Webhooks
Subscribe to delivery events with HMAC-signed payloads.
Webhooks push SES delivery events to your backend in real time so
you don't have to poll GET /emails. A subscription is a
{ url, events[], isActive } triple; once active, every event of
the subscribed types fires a POST to your URL with an HMAC-signed
JSON body.
Subscribe
Dashboard: Webhooks → Add webhook. Pick an HTTPS URL on your
own backend, check which event types you care about
(delivered, bounced, complained, opened, clicked,
sent, rejected, rendering_failed, delivery_delayed),
submit. You're shown the signing secret once — store it in
your env.
Payload
{
"id": "wd_2bV4dXyZ8AfQpkw7Lp",
"type": "email.event",
"createdAt": "2026-05-22T09:14:30.121Z",
"data": {
"emailId": "em_abc...",
"event": {
"eventId": "evt_xyz..."
}
}
}Headers on the request:
| Header | Purpose |
|---|---|
Content-Type | application/json |
User-Agent | Zerokit-Webhook/1.0 |
X-Zerokit-Signature | HMAC-SHA256 hex of ${timestamp}.${body}. See below. |
X-Zerokit-Timestamp | Unix seconds. Use it for anti-replay. |
X-Zerokit-Event-Type | Convenience: the event type (delivered, etc.). |
X-Zerokit-Delivery-Id | This delivery's ID. Use to dedupe on retries. |
Verify the signature
The signature is HMAC-SHA256 of ${timestamp}.${rawBody}, hex
encoded — Stripe-style. The dot is a literal delimiter; the
timestamp prevents a replay attacker re-sending an old payload.
import crypto from 'node:crypto';
function verify(req: { body: string; headers: Record<string, string> }, secret: string) {
const signature = req.headers['x-zerokit-signature'];
const timestamp = req.headers['x-zerokit-timestamp'];
if (!signature || !timestamp) return false;
// Anti-replay — reject anything older than 5 minutes.
const age = Math.floor(Date.now() / 1000) - Number(timestamp);
if (age > 300 || age < -30) return false;
const expected = crypto
.createHmac('sha256', secret)
.update(`${timestamp}.${req.body}`)
.digest('hex');
// Constant-time compare so we don't leak via timing.
return crypto.timingSafeEqual(
Buffer.from(signature, 'hex'),
Buffer.from(expected, 'hex'),
);
}import hmac
import hashlib
import time
def verify(body: str, headers: dict, secret: str) -> bool:
signature = headers.get("x-zerokit-signature")

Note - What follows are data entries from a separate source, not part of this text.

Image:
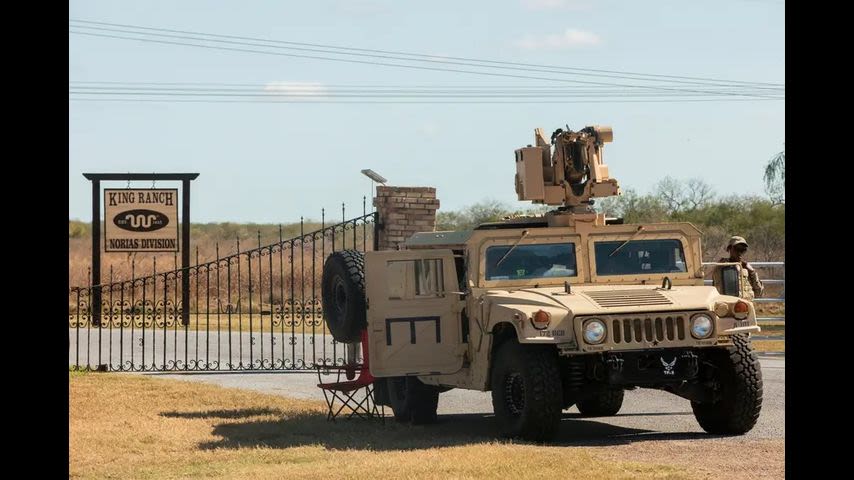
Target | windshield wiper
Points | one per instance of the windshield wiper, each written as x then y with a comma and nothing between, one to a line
524,234
640,229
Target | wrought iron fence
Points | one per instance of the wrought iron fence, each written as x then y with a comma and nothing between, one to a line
257,309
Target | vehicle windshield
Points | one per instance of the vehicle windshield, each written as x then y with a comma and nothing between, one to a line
639,257
531,261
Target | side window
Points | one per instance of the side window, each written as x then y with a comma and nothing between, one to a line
407,279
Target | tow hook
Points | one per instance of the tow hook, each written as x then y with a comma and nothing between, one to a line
615,363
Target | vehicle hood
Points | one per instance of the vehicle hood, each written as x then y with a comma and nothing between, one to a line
607,299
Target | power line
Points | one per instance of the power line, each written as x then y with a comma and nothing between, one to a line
268,101
296,91
348,60
426,56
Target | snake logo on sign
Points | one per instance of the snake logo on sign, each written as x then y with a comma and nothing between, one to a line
140,220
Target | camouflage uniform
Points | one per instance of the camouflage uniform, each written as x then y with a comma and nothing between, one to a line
751,286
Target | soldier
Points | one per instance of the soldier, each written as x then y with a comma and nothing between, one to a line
751,286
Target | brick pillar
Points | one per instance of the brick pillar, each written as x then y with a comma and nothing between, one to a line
403,211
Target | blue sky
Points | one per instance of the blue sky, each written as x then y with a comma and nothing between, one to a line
271,162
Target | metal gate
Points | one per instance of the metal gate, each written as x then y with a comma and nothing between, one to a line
258,309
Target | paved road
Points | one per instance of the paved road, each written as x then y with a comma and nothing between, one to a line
217,349
646,414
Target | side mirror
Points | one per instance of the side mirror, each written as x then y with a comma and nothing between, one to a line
730,281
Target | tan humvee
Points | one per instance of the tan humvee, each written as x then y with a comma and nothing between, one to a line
566,309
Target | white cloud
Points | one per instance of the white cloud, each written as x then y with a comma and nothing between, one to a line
556,4
296,89
568,39
428,130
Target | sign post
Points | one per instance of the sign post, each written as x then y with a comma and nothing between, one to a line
140,220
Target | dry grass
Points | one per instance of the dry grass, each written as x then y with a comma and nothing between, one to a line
769,345
215,322
128,426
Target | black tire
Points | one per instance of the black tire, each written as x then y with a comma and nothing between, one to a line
604,404
412,401
738,378
526,391
343,293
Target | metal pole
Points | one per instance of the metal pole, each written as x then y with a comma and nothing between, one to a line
185,253
96,253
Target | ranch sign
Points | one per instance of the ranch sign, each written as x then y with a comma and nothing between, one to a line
141,220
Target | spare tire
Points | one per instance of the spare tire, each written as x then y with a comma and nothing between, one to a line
343,293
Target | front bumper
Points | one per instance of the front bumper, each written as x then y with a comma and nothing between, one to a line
650,367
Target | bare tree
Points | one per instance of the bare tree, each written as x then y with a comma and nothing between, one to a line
698,194
775,178
671,192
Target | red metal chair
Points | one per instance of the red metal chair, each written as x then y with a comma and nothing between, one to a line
357,394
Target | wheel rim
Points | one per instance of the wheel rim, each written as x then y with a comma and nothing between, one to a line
514,393
339,295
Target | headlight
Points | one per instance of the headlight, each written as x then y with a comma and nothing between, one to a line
594,331
701,326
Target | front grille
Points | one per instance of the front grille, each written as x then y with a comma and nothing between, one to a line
628,298
640,330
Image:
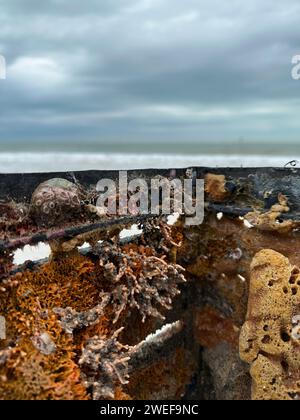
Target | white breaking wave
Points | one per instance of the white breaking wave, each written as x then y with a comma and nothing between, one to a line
57,162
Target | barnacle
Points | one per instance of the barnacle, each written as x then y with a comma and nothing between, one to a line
71,320
104,364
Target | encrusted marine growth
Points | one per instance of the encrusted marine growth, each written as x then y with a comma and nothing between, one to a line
269,339
140,280
54,201
104,364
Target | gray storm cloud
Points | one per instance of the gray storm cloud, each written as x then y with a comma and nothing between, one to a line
149,69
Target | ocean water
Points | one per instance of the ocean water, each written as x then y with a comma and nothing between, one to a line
21,162
26,162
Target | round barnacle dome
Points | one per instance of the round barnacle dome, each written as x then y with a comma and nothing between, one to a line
54,201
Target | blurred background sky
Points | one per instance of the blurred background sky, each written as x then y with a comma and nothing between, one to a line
141,75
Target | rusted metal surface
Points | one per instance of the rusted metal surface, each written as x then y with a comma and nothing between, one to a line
69,312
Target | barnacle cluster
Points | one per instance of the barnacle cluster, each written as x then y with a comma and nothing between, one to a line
54,201
140,280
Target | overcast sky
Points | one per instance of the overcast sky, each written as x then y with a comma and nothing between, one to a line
149,70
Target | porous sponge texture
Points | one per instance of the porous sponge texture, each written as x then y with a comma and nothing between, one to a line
267,341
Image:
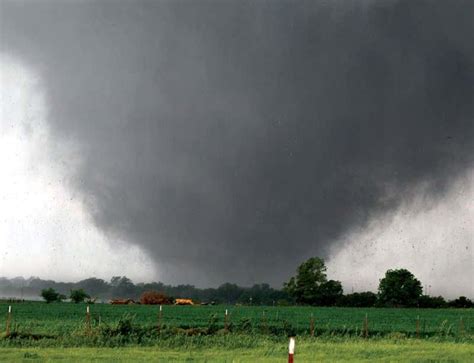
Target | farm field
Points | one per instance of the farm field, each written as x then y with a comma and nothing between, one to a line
124,333
307,351
58,319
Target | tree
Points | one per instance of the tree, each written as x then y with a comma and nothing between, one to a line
304,287
78,296
426,301
399,288
51,295
154,298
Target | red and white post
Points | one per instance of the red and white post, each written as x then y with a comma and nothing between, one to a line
9,320
291,350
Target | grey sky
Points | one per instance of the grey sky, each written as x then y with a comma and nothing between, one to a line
233,139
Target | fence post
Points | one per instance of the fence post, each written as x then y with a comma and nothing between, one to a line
418,326
291,350
264,322
461,326
366,326
88,319
160,315
9,319
226,321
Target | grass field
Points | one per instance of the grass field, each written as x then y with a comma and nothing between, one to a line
307,351
58,332
62,318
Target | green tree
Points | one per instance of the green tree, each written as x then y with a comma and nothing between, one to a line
78,296
304,287
51,295
399,288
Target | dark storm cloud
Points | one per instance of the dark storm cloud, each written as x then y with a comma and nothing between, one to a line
233,139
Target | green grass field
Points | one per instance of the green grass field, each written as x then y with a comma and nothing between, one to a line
58,332
62,318
306,351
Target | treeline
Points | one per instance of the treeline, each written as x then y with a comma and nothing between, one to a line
260,294
123,287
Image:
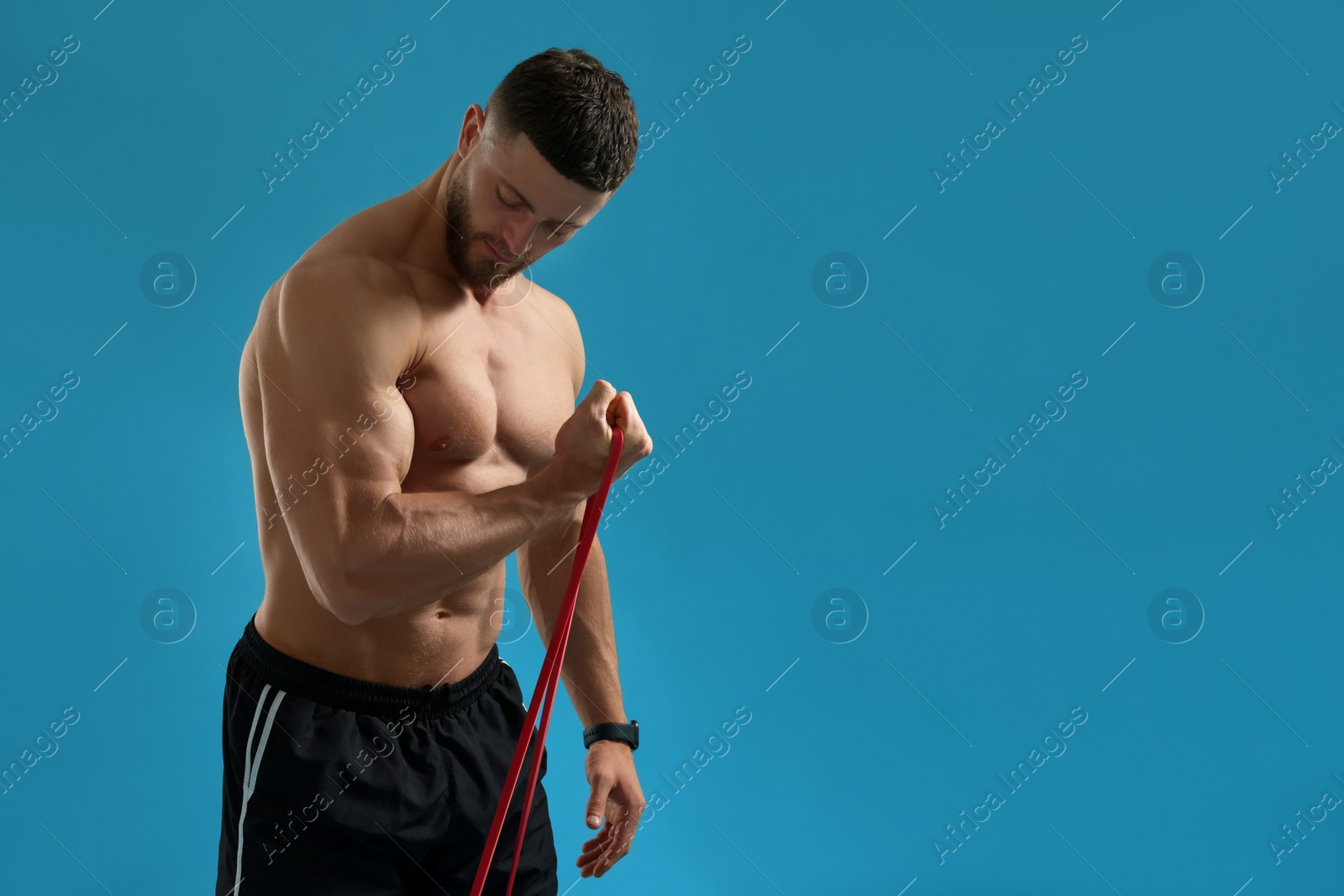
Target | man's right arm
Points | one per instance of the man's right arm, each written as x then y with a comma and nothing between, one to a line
331,409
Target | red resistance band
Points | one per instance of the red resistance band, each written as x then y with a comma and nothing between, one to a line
548,683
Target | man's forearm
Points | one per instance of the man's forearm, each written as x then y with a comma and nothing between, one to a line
591,671
420,546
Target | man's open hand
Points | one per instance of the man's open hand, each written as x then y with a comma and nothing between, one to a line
617,797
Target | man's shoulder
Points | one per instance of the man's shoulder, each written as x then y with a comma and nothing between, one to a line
562,320
340,291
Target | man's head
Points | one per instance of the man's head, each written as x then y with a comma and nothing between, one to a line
557,137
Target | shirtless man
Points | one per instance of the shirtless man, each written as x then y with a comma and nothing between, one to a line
409,403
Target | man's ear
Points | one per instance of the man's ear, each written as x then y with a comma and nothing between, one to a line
474,129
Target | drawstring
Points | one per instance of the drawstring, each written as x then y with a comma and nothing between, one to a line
548,683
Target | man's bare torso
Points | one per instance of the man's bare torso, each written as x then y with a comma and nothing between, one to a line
488,387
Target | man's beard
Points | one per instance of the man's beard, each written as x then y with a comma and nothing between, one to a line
460,239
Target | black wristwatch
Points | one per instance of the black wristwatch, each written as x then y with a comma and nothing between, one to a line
628,735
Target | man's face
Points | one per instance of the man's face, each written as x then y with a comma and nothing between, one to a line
507,207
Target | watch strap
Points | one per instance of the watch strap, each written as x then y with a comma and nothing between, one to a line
627,734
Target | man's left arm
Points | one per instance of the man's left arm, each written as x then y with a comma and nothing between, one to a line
591,674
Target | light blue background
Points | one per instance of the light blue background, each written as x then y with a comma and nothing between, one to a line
988,631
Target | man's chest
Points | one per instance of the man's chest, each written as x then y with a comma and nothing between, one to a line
488,390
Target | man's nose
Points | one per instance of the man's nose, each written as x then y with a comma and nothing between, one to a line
519,237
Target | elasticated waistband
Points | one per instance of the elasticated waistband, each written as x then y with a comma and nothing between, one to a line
370,698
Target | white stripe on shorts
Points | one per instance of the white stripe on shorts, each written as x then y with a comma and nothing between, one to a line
250,768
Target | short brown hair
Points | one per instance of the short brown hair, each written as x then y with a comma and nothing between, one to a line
577,113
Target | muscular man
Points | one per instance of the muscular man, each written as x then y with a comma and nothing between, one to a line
409,403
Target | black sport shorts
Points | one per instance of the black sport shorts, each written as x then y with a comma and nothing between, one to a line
342,786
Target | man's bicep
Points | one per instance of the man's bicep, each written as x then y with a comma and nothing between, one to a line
339,437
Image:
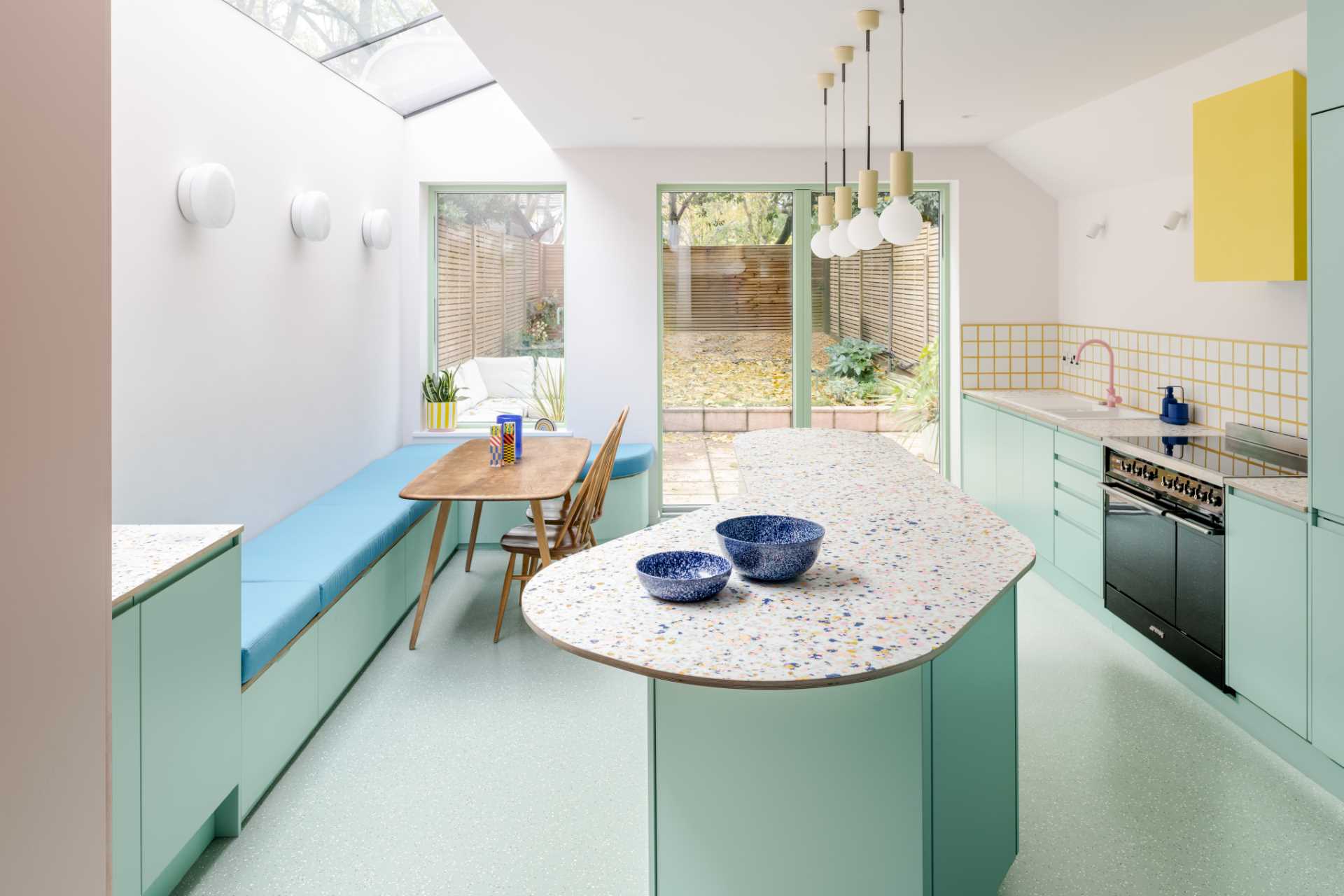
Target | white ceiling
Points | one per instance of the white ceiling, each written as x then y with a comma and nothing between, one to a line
741,73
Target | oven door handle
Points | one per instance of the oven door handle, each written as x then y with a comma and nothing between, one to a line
1191,524
1129,498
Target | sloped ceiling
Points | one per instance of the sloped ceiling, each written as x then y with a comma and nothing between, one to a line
741,73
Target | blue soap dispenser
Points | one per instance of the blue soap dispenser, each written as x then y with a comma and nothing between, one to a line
1175,412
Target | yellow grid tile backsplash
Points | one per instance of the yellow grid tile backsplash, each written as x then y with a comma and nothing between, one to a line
1226,381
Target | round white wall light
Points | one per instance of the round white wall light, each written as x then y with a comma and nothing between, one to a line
206,195
378,229
311,216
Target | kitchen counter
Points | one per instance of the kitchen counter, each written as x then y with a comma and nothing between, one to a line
907,564
1292,492
144,555
1018,400
909,613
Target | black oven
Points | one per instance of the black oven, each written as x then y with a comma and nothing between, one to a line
1164,562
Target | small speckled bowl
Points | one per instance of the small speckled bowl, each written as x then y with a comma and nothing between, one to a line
683,575
772,548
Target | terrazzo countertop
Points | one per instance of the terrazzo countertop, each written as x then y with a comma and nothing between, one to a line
143,555
1289,491
909,561
1148,425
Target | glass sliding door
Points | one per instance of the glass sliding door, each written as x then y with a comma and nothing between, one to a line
875,324
727,332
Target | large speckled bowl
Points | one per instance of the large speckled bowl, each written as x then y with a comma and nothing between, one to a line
772,548
683,575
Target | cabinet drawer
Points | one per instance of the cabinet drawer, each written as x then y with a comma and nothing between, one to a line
1082,451
1078,512
1078,554
1081,482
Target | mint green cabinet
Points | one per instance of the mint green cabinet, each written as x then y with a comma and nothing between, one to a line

timestamp = headers.get("x-zerokit-timestamp")
if not signature or not timestamp:
return False
age = int(time.time()) - int(timestamp)
if age > 300 or age < -30:
return False
expected = hmac.new(
secret.encode(),
f"{timestamp}.{body}".encode(),
hashlib.sha256,
).hexdigest()
return hmac.compare_digest(signature, expected)The body must be the raw request bytes — not a re-serialised JSON object. Most frameworks (Express, Hono, Flask) need an explicit "raw body" mode for the verify path. Re-serialising will reorder keys / change whitespace and your signature won't match.
Delivery semantics
- Zerokit retries on non-2xx for up to 24 hours with exponential
backoff (1m, 2m, 4m, 8m, …). After 24h the delivery is marked
failedand stops. - We dedupe with
X-Zerokit-Delivery-Id— if your endpoint is idempotent on that header, retries are safe. - 10s connect + read timeout per attempt. Endpoints that need longer to process should ack immediately and queue work async on their side.
Best practices
- Verify the signature on every request. No signature, no trust — even if the request came from an IP you recognize.
- Return 200 quickly. Long-running processing (database writes, downstream API calls) should be queued. We retry on timeout, so a slow endpoint creates duplicates.
- One webhook per environment. Separate subscriptions for
stagingandprodso a staging bug can't replay against prod data. - Rotate secrets on suspected leak. Delete the webhook and recreate — there's no in-place rotation.